Ask HN: What is your favorite UI design system? - remolacha
What’s your favorite UI&#x2F;UX system and why?
======
enhdless
Shopify Polaris is one I consistently reference:
[https://polaris.shopify.com/](https://polaris.shopify.com/)

It's super comprehensive overall, and I particularly like the documentation
for the components. For example, even for a basic Checkbox
([https://polaris.shopify.com/components/forms/checkbox](https://polaris.shopify.com/components/forms/checkbox)),
they provide sample code, accessibility guidelines, dos and don'ts, and
related components. They have clearly put thought into how the system should
feel overall; design systems are not just about the CSS of the UI pieces.

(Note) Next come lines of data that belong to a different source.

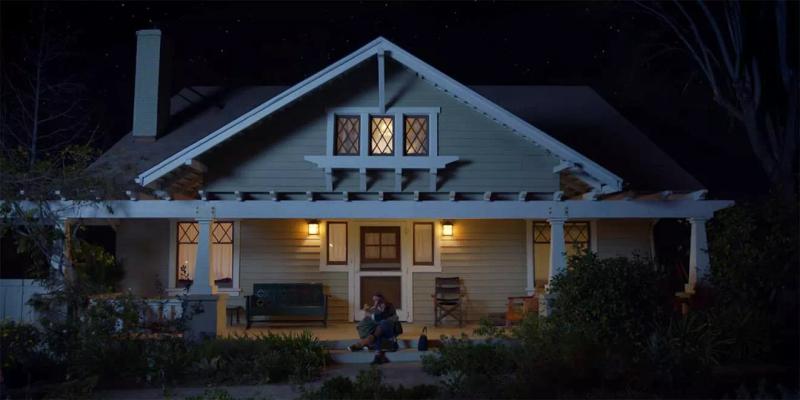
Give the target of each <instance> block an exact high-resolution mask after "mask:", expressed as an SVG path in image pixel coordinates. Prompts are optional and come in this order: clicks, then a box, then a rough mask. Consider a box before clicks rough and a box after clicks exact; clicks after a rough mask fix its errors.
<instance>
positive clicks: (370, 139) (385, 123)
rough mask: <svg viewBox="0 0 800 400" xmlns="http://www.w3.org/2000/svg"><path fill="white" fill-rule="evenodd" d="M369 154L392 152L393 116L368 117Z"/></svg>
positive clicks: (392, 135)
mask: <svg viewBox="0 0 800 400" xmlns="http://www.w3.org/2000/svg"><path fill="white" fill-rule="evenodd" d="M369 154H371V155H381V156H386V155H389V156H390V155H392V154H394V118H392V117H370V146H369Z"/></svg>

It's also cool how they display prop types; if it's a more complex type, then
you can click on the prop for details, and click even deeper if needed.

------
hazz99
Tailwind CSS [1] and Tailwind UI [2].

Tailwind CSS makes it super easy to style any component and completely side-
steps the issue of well-structured (and inflexible) CSS systems.

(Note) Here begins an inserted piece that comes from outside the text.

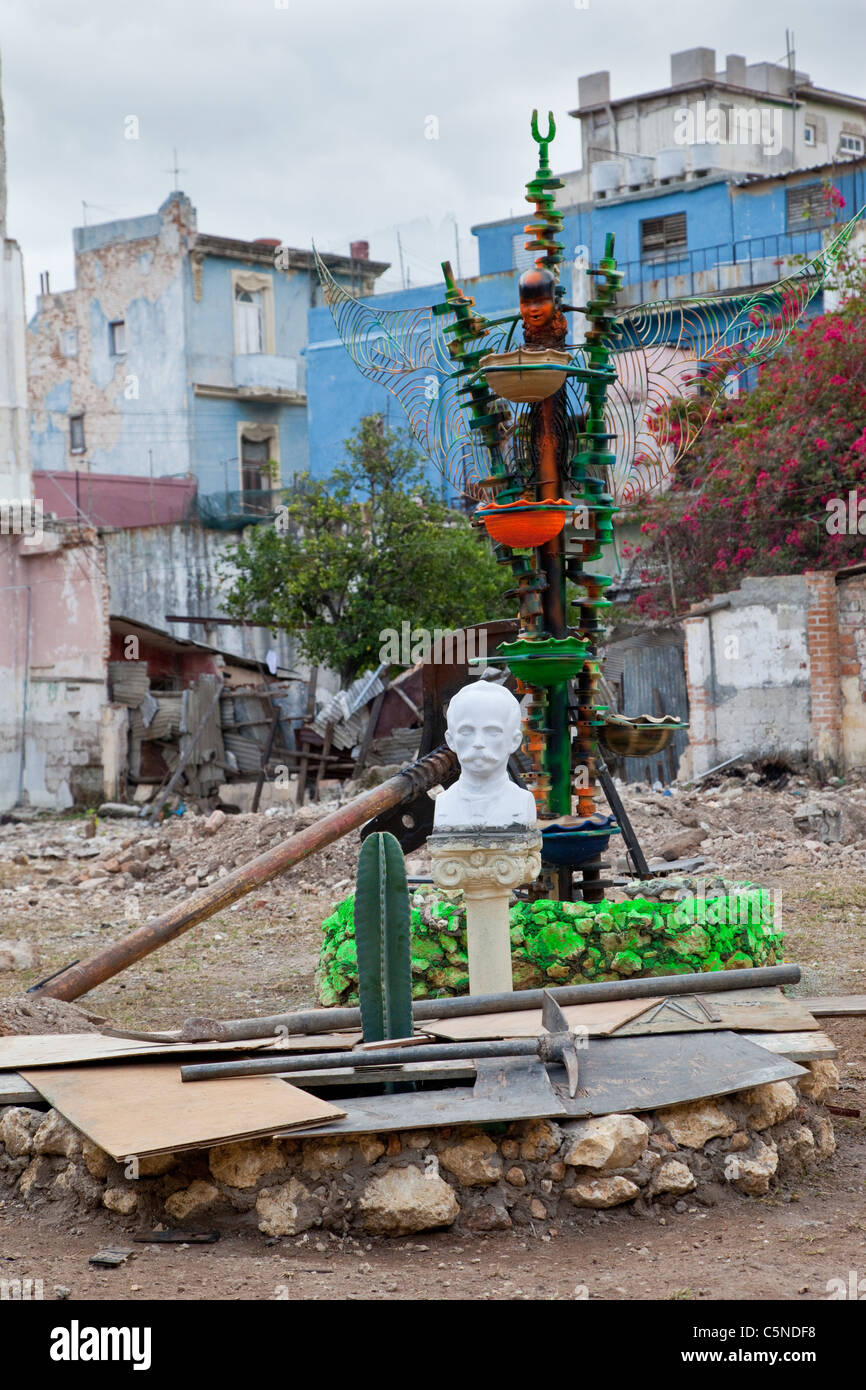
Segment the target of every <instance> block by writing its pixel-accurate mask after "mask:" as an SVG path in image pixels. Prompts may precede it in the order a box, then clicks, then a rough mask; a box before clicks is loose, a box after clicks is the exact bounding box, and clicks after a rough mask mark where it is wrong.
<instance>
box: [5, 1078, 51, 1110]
mask: <svg viewBox="0 0 866 1390" xmlns="http://www.w3.org/2000/svg"><path fill="white" fill-rule="evenodd" d="M32 1101H42V1095H40V1094H39V1091H35V1090H33V1087H32V1086H31V1084H29V1083H28V1081H25V1080H24V1077H22V1076H18V1073H17V1072H0V1105H29V1104H31V1102H32Z"/></svg>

Tailwind UI fills in the "bootstrap components" gap with a bunch of premade
templates, which are _very_ easy to alter for your own, highly-custom use
cases.

The UI kit is super expensive though. I'd need to pay $450AUD for the complete
set of application UI + marketing UI templates ($370 if bought together). For
an individual, it's borderline obscene, but the pricing makes sense for teams.

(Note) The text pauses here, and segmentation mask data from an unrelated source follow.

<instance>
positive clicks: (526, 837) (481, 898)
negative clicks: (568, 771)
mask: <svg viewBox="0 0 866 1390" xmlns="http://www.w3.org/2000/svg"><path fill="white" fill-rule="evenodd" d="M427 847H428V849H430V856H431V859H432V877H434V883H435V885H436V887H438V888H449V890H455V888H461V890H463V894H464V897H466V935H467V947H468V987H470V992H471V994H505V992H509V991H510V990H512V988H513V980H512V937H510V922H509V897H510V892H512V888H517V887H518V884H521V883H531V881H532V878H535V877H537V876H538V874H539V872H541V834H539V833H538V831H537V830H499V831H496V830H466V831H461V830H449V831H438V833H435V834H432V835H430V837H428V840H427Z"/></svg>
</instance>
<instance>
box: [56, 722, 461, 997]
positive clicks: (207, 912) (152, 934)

This setup is super useful. I really enjoy it, though it was a struggle to
justify as a student.

[1] [https://tailwindcss.com/](https://tailwindcss.com/)

[2] [https://tailwindui.com/](https://tailwindui.com/)

------
tusker
Elastic UI Framework is really well done
[https://elastic.github.io/eui/#/](https://elastic.github.io/eui/#/)

------
dusted
I think I'm going with Winforms, and a close second is Javas Swing.. But I
don't like writing software in Java or for windows only, so, QT5 has to be my
fav.

------
ruben88
Still like to use Bootstrap a lot. They also have an addition with Vue
Bootstrap which is made for Vue.

------
johncoltrane
The one specifically designed and built for the project at hand.